The only party stung by the goings-on at the Roxas & Co., Inc. (RCI) are not the compradors who are helping themselves secure shares in a company that had long been moribund but the thousands of landless farmers who were fighting to win their piece arable land in the 2,941-hectares of Haciendas Palico, Banilad and Caylaway in Nasugbu, Batangas.

In December 2023, the farmers woke up to find that their claim was thrown to the gutter by the Department of Agrarian Reform (DAR), which swiftly decided to chop up the hacienda and deliver only 1,322 hectares to 1,200 farmer-beneficiaries under the Comprehensive Agrarian Reform Program (CARP), with RCI retaining the rest of the property.

Furious, the farmers fired their counsel who apparently acceded to the DAR decision without consulting with her clients. A new lawyer took over the case and maintained that the decision cannot be final and executory since the former counsel acted on her own to end the dispute that has dragged on for more than three decades. For the edification of readers, the DAR budget for land acquisition and distribution (LAD) for 2024 is a mind-boggling P6-million. DAR and RCI maintain the verdict is now etched in stone but the farmers are loath to accept that, saying the land to be doled out to them are not fertile and far from their communities.
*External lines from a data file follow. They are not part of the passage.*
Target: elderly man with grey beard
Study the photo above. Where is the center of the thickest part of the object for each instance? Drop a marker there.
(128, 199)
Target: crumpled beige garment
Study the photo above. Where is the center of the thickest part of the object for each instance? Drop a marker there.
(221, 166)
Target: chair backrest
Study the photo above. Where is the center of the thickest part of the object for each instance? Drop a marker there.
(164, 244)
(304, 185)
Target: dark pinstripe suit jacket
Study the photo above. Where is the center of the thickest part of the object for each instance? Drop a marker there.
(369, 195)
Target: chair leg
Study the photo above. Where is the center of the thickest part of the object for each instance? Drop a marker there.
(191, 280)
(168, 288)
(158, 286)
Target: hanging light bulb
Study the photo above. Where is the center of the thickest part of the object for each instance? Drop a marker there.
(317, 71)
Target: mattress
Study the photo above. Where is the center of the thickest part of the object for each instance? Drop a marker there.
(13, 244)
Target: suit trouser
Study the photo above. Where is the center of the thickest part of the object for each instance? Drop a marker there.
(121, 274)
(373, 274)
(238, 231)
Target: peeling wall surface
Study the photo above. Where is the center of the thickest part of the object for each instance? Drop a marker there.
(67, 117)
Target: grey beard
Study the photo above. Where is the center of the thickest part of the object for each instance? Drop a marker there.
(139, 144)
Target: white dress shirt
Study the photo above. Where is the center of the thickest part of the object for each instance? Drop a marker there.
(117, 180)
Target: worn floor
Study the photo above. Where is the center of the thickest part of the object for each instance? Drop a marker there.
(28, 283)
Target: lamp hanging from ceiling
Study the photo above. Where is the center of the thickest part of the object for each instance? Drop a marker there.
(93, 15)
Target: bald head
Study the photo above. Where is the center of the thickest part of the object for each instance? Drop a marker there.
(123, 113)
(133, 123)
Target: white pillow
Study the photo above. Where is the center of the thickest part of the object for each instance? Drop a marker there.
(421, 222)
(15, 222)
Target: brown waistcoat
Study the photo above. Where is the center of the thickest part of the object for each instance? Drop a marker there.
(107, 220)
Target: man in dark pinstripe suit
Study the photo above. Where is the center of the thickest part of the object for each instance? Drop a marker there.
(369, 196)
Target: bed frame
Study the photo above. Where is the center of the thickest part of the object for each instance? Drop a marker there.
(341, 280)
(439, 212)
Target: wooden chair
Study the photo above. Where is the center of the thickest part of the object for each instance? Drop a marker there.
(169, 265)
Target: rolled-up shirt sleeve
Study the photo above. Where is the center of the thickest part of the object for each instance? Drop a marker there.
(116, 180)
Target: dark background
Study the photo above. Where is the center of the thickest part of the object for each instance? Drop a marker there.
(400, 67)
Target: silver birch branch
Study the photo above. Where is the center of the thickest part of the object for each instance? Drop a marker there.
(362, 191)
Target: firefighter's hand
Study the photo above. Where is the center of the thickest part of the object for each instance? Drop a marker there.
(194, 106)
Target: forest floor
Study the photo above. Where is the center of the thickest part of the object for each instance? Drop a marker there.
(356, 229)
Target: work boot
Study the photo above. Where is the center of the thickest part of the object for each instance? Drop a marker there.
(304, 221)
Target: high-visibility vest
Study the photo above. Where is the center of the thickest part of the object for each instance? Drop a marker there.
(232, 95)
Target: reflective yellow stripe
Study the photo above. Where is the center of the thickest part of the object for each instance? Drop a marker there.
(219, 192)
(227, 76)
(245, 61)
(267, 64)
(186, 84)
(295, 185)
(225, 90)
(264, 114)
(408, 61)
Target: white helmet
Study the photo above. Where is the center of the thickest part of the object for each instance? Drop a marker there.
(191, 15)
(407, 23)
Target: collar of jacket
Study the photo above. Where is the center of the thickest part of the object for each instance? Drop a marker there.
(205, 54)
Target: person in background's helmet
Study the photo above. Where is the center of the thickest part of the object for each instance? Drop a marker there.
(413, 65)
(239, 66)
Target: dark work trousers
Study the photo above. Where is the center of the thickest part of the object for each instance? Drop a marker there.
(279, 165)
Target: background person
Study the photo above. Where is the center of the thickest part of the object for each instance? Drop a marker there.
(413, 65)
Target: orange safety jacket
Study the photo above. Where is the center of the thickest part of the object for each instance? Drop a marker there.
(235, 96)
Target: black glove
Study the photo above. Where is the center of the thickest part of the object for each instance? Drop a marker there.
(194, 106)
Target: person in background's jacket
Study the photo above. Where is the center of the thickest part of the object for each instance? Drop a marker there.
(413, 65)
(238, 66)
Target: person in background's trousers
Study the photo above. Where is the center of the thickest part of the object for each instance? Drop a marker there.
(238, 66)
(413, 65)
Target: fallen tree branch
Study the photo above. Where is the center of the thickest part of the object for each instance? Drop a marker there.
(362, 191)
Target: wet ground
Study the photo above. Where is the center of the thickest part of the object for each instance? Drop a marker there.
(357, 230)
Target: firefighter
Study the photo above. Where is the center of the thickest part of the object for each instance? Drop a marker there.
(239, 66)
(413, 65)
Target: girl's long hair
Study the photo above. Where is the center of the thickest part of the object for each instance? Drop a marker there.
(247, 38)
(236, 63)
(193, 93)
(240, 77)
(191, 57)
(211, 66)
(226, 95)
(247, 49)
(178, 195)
Meanwhile, RCI, which already shut down its sugar central and sent their workers to pasture, was cutting deals with investors, including Leandro Leviste, the son of Sen. Loren Legarda, for a solar power generating venture, while 250 million treasury shares were sold on May 6 at P2 each to Stonebridge, a property developer owned by Madrigal heiress Ging Gonzalez-Montinola. Ging is the wife of RCI director Gigi Montinola, who quickly left his post.

RCI sold 66.93 million shares at 44 centavos each on January 16, just four days after management updated the directors on the status of the cases before DAR. The department issued an order dividing the 2,644-hectare haciendas in Nasugbu, Batangas evenly between RCI and 1,200 farmers on Dec. 29, 2023, and claimed that the order became final on Jan. 30, 2024 after no party filed any motion for reconsideration or appeal within the 15-day mandatory period following the issuance of the order. The farmers have appealed the DAR decision before the Presidential Agrarian Reform Council (PARC), which can still reverse the order.

RCI sold big chunks of treasury shares in two batches – 75 million shares at 65 centavos each on February 20 and 75 million shares at 69 centavos each on March 7. RCI did not reveal the buyer or buyers of the treasury shares which have since rocketed to a high of P4 due to aggressive bargain hunting by Leviste, who sits on the board of SPNEC along with RCI chairman Pedro Roxas.

In contrast, RCI promptly identified Stonebridge, owned by Madrigal heiress Ging Gonzalez-Montinola as the purchaser of 250 million of the 300 million treasury shares sold for P2 each (way below market price) on May 6. Ging is the wife of former RCI director Gigi Montinola. Still, RCI remains mum on who the buyer of the remaining 50 million shares is.

Nasugbu, Batangas Mayor Antonio Jose A. Barcelon is also gunning after RCI, saying the Roxas and Elizalde families have failed to pay the real property taxes (RPT) on the hacienda lands mortgaged to the Bank of the Philippine Islands (BPI.) Barcelon said that he would revoke RCI’s business permits if the company fails to pay. RCI is sinking under P3.9 billion in long-term debt, a third of which is owed to BPI but it says it only has landholdings in Nasugbu and does not operate any business there. But idle landholdings are not exempt from taxes.